Infrastructure: not just roads and bridges
President Joe Biden has proposed spending $3.5 trillion on a package of social benefits. That sounds like an awful lot of money, and it is. But consider that amount of money in context.
At first glance, the cost of Boden’s package dwarfs previous transformative social programs such as President Franklin D. Roosevelt’s New Deal, which cost around $324 billion in today’s dollars, and President Lyndon B. Johnson’s Great Society, which cost around $520 billion in today’s dollars. But adjusting for inflation, the U.S. economy is more than 20 times larger than it was in 1934 and five times larger than in 1964, thanks to a U.S. population that has more than doubled, as well as industries that produce far more than their predecessors. So rather than simply adjust for inflation, many economists compare spending to the size of the economy, the GDP. On that basis, the spending by FDR was much larger than Biden’s, and the spending by LBJ was about the same. In an average year 1934 to 1940, New Deal spending was equal to 2.8 percent of GDP; the Great Society averaged about 0.9 percent a year. Biden’s plan averages 1.1 percent of GDP from 2021 to 2031. Overall social spending has increased steadily over the decades as the population ages and incomes rise, regardless of who’s president.

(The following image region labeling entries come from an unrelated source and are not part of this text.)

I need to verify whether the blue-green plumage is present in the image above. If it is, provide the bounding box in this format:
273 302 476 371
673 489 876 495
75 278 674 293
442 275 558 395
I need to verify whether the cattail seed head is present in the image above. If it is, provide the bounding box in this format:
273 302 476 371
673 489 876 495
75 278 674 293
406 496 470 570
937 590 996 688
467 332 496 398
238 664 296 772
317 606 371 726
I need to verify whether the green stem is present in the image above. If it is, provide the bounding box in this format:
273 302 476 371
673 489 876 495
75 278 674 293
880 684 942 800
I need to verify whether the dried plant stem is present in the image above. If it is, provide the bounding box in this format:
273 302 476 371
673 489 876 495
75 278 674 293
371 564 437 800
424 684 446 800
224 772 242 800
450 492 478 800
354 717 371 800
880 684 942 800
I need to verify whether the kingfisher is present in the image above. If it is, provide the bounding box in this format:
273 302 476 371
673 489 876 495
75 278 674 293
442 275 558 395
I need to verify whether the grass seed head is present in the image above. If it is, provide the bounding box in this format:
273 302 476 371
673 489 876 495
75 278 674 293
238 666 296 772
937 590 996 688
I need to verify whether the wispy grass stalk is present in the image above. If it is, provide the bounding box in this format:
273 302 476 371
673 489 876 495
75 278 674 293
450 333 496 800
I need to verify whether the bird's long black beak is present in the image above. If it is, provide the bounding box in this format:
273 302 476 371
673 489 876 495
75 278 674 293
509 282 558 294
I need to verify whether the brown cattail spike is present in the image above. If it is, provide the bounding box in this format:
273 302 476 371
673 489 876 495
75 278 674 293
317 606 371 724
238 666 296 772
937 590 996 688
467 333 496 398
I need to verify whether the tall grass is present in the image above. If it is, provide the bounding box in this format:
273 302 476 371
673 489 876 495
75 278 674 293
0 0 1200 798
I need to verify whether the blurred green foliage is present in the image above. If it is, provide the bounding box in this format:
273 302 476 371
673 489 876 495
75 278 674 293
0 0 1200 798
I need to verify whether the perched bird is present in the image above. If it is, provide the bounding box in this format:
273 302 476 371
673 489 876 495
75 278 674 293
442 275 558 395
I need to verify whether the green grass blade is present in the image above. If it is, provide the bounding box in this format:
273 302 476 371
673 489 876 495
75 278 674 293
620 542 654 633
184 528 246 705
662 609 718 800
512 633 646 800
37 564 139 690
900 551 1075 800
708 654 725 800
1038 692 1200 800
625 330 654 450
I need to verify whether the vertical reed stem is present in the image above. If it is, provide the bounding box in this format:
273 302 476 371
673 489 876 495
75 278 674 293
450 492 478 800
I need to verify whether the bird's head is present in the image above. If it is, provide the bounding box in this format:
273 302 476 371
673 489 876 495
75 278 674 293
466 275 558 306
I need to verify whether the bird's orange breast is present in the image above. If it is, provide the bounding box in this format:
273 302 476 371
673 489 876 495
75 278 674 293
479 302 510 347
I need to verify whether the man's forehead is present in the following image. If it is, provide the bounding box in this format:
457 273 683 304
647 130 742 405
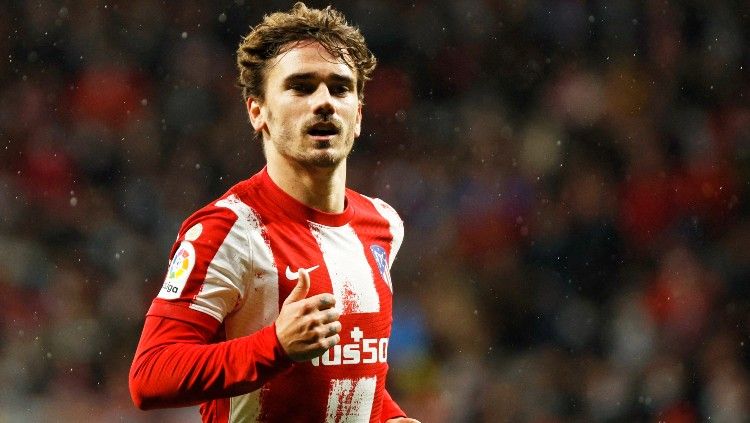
271 40 354 77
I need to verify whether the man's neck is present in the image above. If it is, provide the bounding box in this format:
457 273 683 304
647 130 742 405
266 159 346 213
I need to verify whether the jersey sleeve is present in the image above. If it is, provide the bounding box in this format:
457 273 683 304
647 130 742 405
371 198 404 269
380 390 406 422
148 196 252 322
128 310 293 410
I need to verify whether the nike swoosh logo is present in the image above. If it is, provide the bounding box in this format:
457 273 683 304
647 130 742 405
286 265 320 281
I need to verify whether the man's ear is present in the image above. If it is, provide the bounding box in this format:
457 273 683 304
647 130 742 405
245 97 267 134
354 101 362 138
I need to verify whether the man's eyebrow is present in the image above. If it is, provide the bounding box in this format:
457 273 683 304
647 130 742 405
284 72 354 86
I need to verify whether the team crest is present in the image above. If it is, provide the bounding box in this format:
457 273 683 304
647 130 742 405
159 241 195 300
370 245 393 291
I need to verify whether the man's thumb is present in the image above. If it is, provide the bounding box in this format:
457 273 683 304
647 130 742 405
284 269 310 304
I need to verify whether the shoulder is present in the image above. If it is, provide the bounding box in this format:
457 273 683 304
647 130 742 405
178 179 262 238
346 189 404 227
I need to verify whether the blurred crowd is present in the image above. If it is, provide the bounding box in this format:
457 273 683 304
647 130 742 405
0 0 750 423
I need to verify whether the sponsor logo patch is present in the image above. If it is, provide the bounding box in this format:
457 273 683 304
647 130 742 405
286 265 320 281
158 241 195 300
370 245 393 291
185 223 203 241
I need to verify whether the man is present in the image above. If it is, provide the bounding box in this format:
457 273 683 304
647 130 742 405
130 3 418 423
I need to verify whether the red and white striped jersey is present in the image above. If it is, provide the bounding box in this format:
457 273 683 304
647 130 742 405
149 169 403 422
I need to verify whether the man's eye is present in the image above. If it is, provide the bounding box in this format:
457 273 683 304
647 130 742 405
331 85 349 96
289 84 313 94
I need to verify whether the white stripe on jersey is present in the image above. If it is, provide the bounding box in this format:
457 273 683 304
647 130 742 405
216 195 279 423
326 377 377 423
365 197 404 267
310 222 380 314
190 195 251 322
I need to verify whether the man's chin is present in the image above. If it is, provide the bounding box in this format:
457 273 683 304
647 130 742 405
303 151 344 169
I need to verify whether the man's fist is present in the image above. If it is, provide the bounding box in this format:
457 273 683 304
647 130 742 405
276 269 341 361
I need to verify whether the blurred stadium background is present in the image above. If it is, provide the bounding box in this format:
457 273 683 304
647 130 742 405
0 0 750 423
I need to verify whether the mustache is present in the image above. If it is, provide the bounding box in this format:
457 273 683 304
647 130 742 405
303 116 344 132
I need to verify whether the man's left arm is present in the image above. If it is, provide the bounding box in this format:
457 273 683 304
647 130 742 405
380 390 419 423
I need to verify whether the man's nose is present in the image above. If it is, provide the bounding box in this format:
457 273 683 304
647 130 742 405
310 84 336 117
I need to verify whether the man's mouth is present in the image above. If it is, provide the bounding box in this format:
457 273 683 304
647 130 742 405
307 122 340 139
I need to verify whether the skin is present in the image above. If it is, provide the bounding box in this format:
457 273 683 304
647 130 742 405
247 41 362 213
246 41 419 423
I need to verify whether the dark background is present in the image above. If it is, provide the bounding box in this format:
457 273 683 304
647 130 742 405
0 0 750 423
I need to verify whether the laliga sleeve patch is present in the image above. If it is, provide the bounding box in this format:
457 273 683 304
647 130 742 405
158 241 195 300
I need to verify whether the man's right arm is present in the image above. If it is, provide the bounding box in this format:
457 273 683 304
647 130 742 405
129 310 293 410
129 269 341 409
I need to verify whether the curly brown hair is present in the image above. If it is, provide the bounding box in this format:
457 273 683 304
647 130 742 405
237 2 377 101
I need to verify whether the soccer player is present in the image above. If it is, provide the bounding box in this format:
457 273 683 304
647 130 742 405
130 3 418 423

That $3.5 trillion is just the cost side of the package. According to recent estimates, it would be offset by $2.9 trillion in revenue, leaving its budgetary impact at $0.6 trillion. In regard to the federal deficit, what is the difference between increased social spending and a tax cut? The answer: there isn’t any. In other words, Biden’s social benefits package will cost not more, and perhaps less, than Trump’s 2017 Tax Cuts and Jobs Act.
In any event, cost alone is not a meaningful measure of the value of social programs. “Many of the costs should be regarded as investments with fairly sizable returns,” said University of California at Los Angeles professor Martha Bailey, co-editor of Legacies of the War on Poverty. “The political discussion often revolves around how much things cost today but neglects that these costs are substantially reduced or even generate revenue when viewed over the longer term.” For example, Medicare (Johnsoncare) and Medicaid significantly increased access to health care among the elderly and reduced the risk that they could not afford health care, or that obtaining it would bankrupt them and their families. Many programs, particularly those focused on low-income children, generate generational returns that ultimately pay for themselves, according to an analysis of 133 policy changes over the past 60 years by economist Nathaniel Hendren of Harvard University, published in the Quarterly Journal of Economics.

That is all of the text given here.